Matter of Castedo v Permanent Mission of Thailand to the United Nations |
2019 NY Slip Op 08957 |
Decided on December 12, 2019 |
Appellate Division, First Department |
Published by New York State Law Reporting Bureau pursuant to Judiciary Law § 431. |
This opinion is uncorrected and subject to revision before publication in the Official Reports. |
Decided on December 12, 2019
Richter, J.P., Manzanet-Daniels, Webber, Gesmer, JJ.
10577N 652177/19
v
The Permanent Mission of Thailand to the United Nations, Respondent-Respondent, Richter Contracting Corp., Respondent.
Milber Makris Plousadis & Seiden, LLP, White Plains (Jeffrey J. Fox of counsel), for appellants.
Mazzola Lindstrom LLP, New York (Richard E. Lerner of counsel), for respondents.
Judgment (denominated an decision and order), Supreme Court, New York County (Debra A. James, J.), entered on or about June 17, 2019, which denied petitioner's CPLR 7503 motion to permanently stay arbitration, and dismissed the proceeding, unanimously reversed, on the law, without costs, and the petition granted.
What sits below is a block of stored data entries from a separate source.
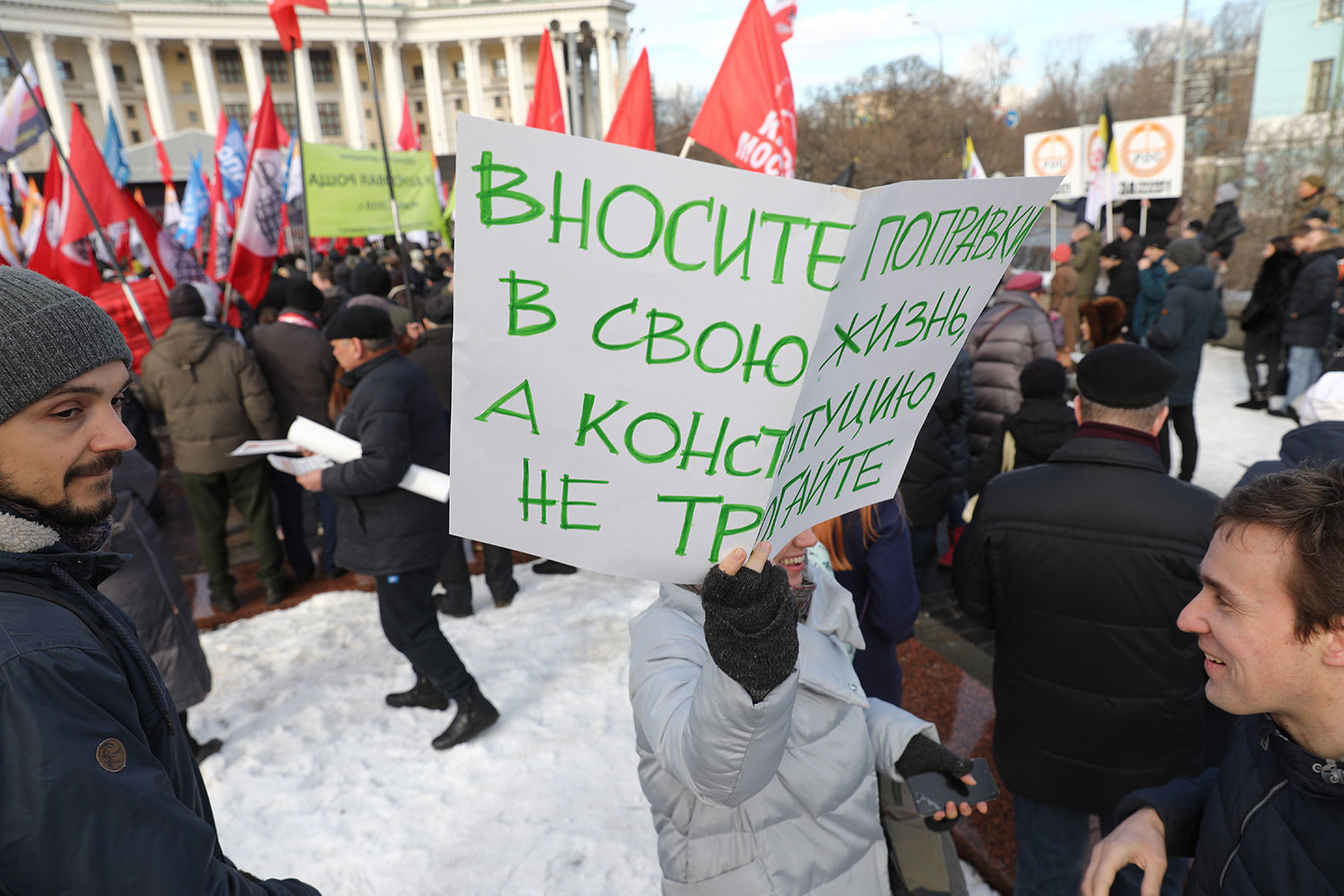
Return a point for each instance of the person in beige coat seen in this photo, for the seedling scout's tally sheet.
(214, 397)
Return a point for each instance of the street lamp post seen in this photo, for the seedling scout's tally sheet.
(937, 34)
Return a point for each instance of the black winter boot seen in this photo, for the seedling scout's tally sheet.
(422, 694)
(475, 713)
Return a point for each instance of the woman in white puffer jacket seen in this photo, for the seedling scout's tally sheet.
(758, 750)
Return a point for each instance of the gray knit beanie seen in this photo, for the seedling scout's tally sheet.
(50, 336)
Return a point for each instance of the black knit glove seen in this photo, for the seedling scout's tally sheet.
(924, 754)
(750, 626)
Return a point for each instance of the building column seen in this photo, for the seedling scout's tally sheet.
(253, 72)
(308, 128)
(394, 86)
(156, 90)
(607, 77)
(475, 86)
(351, 97)
(435, 99)
(206, 89)
(53, 91)
(623, 59)
(516, 93)
(107, 83)
(573, 86)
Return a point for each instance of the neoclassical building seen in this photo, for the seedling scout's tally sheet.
(187, 59)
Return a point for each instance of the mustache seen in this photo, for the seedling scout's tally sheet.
(102, 463)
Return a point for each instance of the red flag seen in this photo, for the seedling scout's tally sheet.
(782, 19)
(408, 139)
(632, 124)
(547, 110)
(747, 116)
(287, 19)
(257, 241)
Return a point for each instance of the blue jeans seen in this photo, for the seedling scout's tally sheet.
(1304, 368)
(1053, 853)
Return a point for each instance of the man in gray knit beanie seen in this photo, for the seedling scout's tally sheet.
(91, 751)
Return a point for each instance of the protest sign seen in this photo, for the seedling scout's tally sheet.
(347, 191)
(658, 360)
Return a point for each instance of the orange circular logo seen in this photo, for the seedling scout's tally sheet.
(1147, 150)
(1053, 156)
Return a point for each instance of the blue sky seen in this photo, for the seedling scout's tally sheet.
(835, 39)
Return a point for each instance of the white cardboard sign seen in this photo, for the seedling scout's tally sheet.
(658, 360)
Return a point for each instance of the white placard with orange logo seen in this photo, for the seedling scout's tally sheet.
(1150, 153)
(1058, 153)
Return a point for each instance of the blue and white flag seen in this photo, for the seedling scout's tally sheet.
(115, 152)
(195, 204)
(233, 161)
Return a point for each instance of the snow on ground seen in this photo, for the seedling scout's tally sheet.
(319, 780)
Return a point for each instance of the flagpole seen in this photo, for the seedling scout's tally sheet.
(387, 164)
(102, 237)
(303, 196)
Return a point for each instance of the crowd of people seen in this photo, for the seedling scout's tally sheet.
(1168, 665)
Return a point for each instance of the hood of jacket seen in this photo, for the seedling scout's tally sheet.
(1193, 276)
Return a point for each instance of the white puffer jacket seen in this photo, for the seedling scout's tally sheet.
(780, 797)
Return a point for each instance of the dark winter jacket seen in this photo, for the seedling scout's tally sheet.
(148, 587)
(1263, 314)
(212, 394)
(1191, 316)
(926, 482)
(1010, 333)
(1266, 823)
(298, 366)
(882, 582)
(1081, 565)
(1308, 317)
(99, 788)
(394, 416)
(1038, 429)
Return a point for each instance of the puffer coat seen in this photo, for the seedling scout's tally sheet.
(777, 797)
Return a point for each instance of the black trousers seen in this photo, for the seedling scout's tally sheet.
(456, 578)
(1183, 421)
(410, 622)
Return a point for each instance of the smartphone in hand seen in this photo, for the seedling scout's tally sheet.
(933, 790)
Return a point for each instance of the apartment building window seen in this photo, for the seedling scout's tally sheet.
(328, 118)
(276, 66)
(230, 64)
(288, 116)
(238, 113)
(1319, 85)
(323, 72)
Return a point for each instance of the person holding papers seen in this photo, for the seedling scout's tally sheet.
(386, 530)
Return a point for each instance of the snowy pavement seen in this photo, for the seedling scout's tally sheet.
(320, 780)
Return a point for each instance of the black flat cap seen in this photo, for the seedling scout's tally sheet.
(359, 322)
(1125, 375)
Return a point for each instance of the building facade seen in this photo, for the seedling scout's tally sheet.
(180, 62)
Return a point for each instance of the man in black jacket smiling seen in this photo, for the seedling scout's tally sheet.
(1271, 622)
(392, 533)
(1081, 565)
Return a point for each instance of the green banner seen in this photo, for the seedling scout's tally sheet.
(347, 191)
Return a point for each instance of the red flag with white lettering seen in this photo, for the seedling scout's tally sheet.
(547, 109)
(257, 241)
(747, 116)
(632, 125)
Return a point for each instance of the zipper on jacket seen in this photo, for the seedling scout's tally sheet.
(1263, 799)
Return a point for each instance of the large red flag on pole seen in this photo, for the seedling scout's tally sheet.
(632, 125)
(747, 116)
(257, 238)
(287, 19)
(547, 109)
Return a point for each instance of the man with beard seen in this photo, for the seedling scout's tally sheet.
(101, 793)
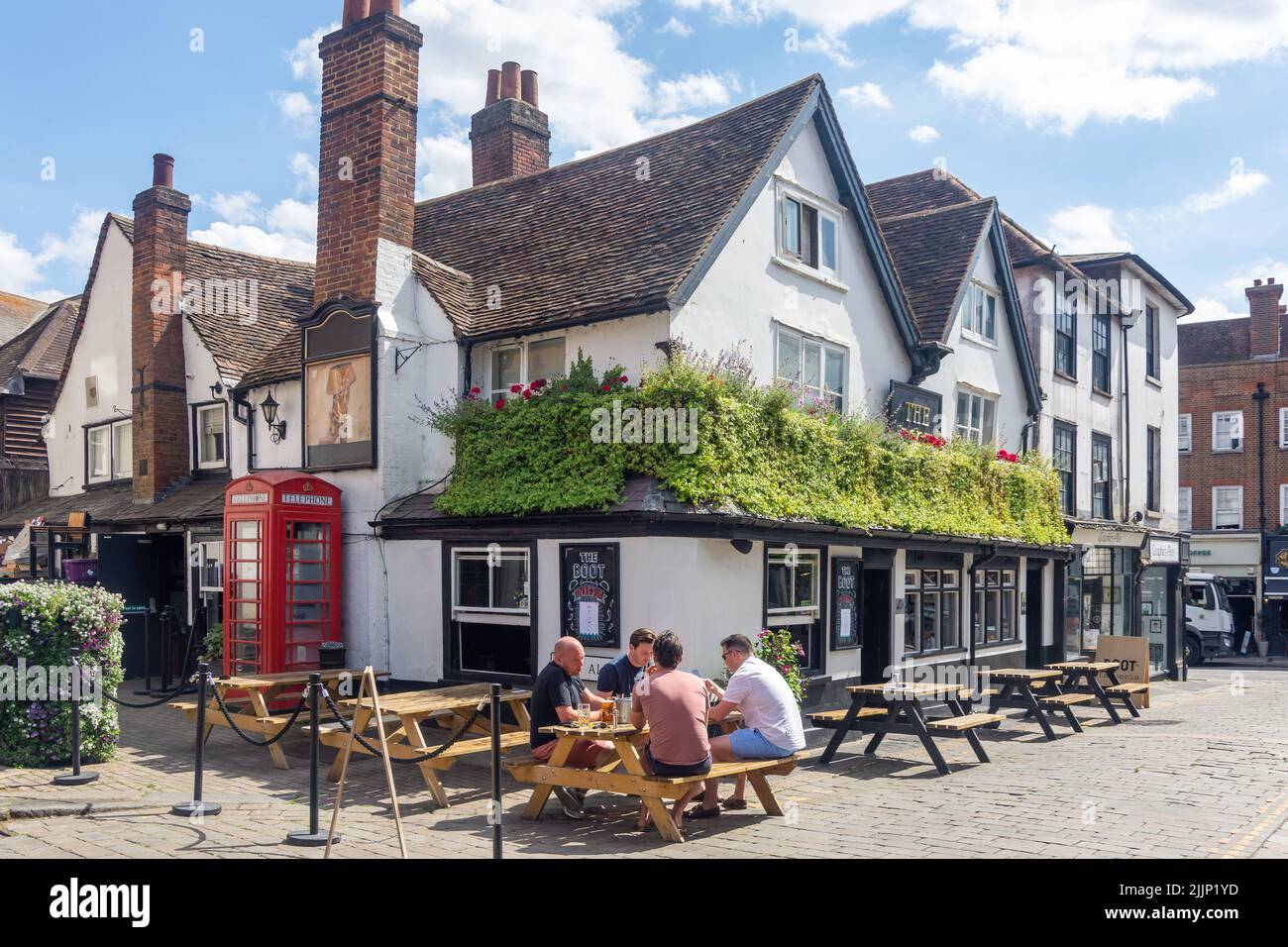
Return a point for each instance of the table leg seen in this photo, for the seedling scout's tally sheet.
(541, 791)
(838, 737)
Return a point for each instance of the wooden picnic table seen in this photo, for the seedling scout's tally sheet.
(1035, 689)
(449, 707)
(252, 711)
(876, 709)
(1090, 672)
(652, 789)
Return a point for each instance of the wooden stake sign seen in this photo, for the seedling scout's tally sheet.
(369, 676)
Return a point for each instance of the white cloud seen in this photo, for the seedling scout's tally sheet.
(677, 27)
(1086, 228)
(443, 165)
(864, 94)
(1233, 188)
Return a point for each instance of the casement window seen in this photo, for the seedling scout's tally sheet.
(980, 307)
(1153, 470)
(211, 425)
(1151, 341)
(814, 368)
(1102, 499)
(931, 609)
(1064, 457)
(1067, 335)
(1227, 431)
(807, 234)
(993, 613)
(526, 363)
(108, 453)
(490, 611)
(794, 599)
(1227, 508)
(977, 418)
(1100, 342)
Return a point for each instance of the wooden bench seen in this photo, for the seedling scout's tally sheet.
(966, 722)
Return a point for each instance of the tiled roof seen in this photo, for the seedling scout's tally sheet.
(17, 313)
(609, 235)
(932, 252)
(1218, 341)
(44, 348)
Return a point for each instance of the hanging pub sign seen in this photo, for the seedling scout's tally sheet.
(339, 386)
(591, 605)
(913, 407)
(846, 604)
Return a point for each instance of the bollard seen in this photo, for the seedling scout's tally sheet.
(496, 771)
(312, 836)
(197, 806)
(76, 777)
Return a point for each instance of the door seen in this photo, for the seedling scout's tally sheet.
(875, 661)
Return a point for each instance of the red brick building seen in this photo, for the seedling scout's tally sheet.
(1234, 451)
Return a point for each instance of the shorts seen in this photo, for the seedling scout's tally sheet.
(750, 745)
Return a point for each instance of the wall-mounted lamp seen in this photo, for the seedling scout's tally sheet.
(275, 428)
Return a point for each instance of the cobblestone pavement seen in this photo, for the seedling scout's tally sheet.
(1203, 774)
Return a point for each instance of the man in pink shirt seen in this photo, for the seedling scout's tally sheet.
(675, 707)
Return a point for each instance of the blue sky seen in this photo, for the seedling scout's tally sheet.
(1153, 125)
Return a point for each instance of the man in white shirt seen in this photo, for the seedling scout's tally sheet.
(772, 722)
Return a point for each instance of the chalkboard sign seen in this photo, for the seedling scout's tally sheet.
(846, 603)
(591, 607)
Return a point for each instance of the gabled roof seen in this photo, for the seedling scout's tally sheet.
(44, 348)
(17, 313)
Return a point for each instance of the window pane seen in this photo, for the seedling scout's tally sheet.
(546, 360)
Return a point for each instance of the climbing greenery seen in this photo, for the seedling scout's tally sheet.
(765, 451)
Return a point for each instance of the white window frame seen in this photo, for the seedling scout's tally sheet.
(114, 471)
(970, 433)
(206, 463)
(1216, 510)
(824, 211)
(490, 612)
(824, 348)
(1232, 449)
(980, 291)
(524, 368)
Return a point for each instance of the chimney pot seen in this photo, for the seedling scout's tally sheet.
(162, 170)
(529, 86)
(509, 80)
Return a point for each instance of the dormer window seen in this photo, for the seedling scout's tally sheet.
(807, 232)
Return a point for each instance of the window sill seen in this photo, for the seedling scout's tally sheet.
(809, 272)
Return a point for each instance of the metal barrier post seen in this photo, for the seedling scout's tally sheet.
(76, 777)
(312, 836)
(496, 771)
(198, 808)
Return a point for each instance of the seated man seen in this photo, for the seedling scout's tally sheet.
(772, 722)
(619, 677)
(675, 707)
(554, 701)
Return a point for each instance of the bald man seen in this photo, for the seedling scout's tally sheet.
(554, 701)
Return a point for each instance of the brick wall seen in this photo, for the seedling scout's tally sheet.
(368, 170)
(160, 402)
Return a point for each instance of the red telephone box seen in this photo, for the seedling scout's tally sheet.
(281, 571)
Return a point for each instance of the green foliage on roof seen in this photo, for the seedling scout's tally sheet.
(570, 444)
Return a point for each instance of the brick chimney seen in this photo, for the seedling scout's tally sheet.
(368, 170)
(1263, 305)
(509, 137)
(160, 384)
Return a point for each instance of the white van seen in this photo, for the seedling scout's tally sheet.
(1209, 617)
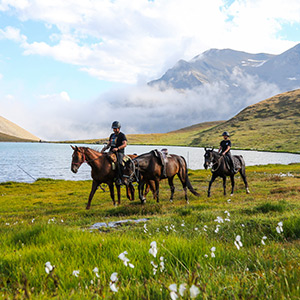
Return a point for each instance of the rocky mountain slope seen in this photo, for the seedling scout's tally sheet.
(272, 124)
(227, 66)
(10, 132)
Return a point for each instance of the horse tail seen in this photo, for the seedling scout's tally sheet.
(187, 180)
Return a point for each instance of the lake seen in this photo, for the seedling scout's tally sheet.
(25, 162)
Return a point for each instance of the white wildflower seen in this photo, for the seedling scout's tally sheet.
(96, 271)
(263, 240)
(48, 267)
(153, 248)
(76, 273)
(279, 228)
(219, 220)
(213, 249)
(217, 229)
(173, 291)
(114, 277)
(162, 264)
(182, 289)
(113, 287)
(123, 257)
(238, 242)
(194, 291)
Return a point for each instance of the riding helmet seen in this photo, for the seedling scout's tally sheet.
(116, 124)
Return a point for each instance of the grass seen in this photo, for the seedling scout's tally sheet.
(46, 221)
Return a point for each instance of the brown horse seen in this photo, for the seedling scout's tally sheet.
(102, 171)
(150, 170)
(220, 168)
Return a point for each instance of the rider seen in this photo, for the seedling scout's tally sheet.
(224, 150)
(117, 143)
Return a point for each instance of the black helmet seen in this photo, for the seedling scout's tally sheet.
(116, 124)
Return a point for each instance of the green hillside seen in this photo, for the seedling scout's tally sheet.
(9, 138)
(272, 124)
(181, 137)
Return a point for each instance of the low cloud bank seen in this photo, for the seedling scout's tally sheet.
(141, 109)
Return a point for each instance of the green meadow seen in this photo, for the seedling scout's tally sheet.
(244, 246)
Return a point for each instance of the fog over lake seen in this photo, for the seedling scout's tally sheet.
(25, 162)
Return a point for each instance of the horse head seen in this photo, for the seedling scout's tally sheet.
(78, 158)
(208, 157)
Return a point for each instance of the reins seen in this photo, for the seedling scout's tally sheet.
(217, 162)
(85, 160)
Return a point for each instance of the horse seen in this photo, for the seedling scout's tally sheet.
(102, 171)
(152, 167)
(220, 168)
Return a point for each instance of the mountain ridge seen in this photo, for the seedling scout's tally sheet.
(11, 132)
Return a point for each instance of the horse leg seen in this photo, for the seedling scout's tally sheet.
(213, 177)
(157, 190)
(130, 191)
(112, 193)
(92, 193)
(232, 184)
(172, 187)
(141, 189)
(183, 176)
(118, 193)
(243, 174)
(224, 185)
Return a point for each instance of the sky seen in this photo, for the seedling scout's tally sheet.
(69, 68)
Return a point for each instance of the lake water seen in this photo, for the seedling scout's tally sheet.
(25, 162)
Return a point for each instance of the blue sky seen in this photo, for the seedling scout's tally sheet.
(60, 60)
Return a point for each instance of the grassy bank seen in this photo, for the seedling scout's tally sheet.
(197, 244)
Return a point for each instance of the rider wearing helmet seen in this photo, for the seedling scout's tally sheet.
(117, 143)
(224, 149)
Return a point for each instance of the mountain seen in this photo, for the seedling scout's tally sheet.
(229, 66)
(272, 124)
(10, 132)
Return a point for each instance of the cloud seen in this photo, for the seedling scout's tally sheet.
(140, 109)
(125, 40)
(12, 34)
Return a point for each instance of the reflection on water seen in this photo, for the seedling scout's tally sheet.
(25, 162)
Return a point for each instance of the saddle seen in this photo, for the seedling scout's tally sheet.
(160, 156)
(113, 159)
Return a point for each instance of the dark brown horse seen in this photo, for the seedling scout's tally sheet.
(102, 171)
(150, 169)
(220, 168)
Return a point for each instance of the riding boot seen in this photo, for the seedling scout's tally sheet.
(231, 164)
(119, 179)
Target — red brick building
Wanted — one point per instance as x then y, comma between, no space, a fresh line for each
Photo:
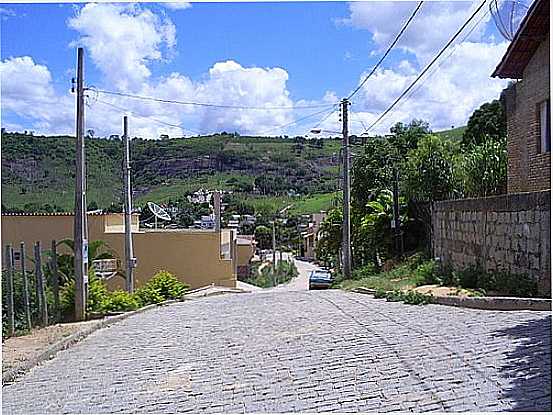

Contrary to the respondents' argument, under the circumstances here, the petitioner architect did not receive direct tangible benefits from a separate construction agreement containing an arbitration clause (see Matter of Belzberg v Verus Invs. Holdings Inc., 21 NY3d 626, 631 [2013]). Any benefit that petitioner derived was from its own contract, which expressly opted-out of arbitration. The contract between petitioner and respondents specified that petitioner was to bill respondents monthly, and the fee payments were not contingent on any specific phase of the project having been first completed. Petitioner was entitled to be paid for the architectural work it performed, regardless whether the project reached the construction phase. Moreover, the contract between petitioner and respondents specifically excluded arbitration as a remedy.
We further conclude that petitioner is not bound by the arbitration agreement contained in the construction contract's General Conditions under the theory of incorporation by reference, because the language in the architect's contract does not clearly reflect an intention to incorporate the General Conditions (see Matter of Wonder Works Constr. Corp. v R.C. Dolner, Inc., 73 AD3d 511, 513 [1st Dept 2010]).
We have considered the remaining arguments, and find them unavailing.
THIS CONSTITUTES THE DECISION AND ORDER
OF THE SUPREME COURT, APPELLATE DIVISION, FIRST DEPARTMENT.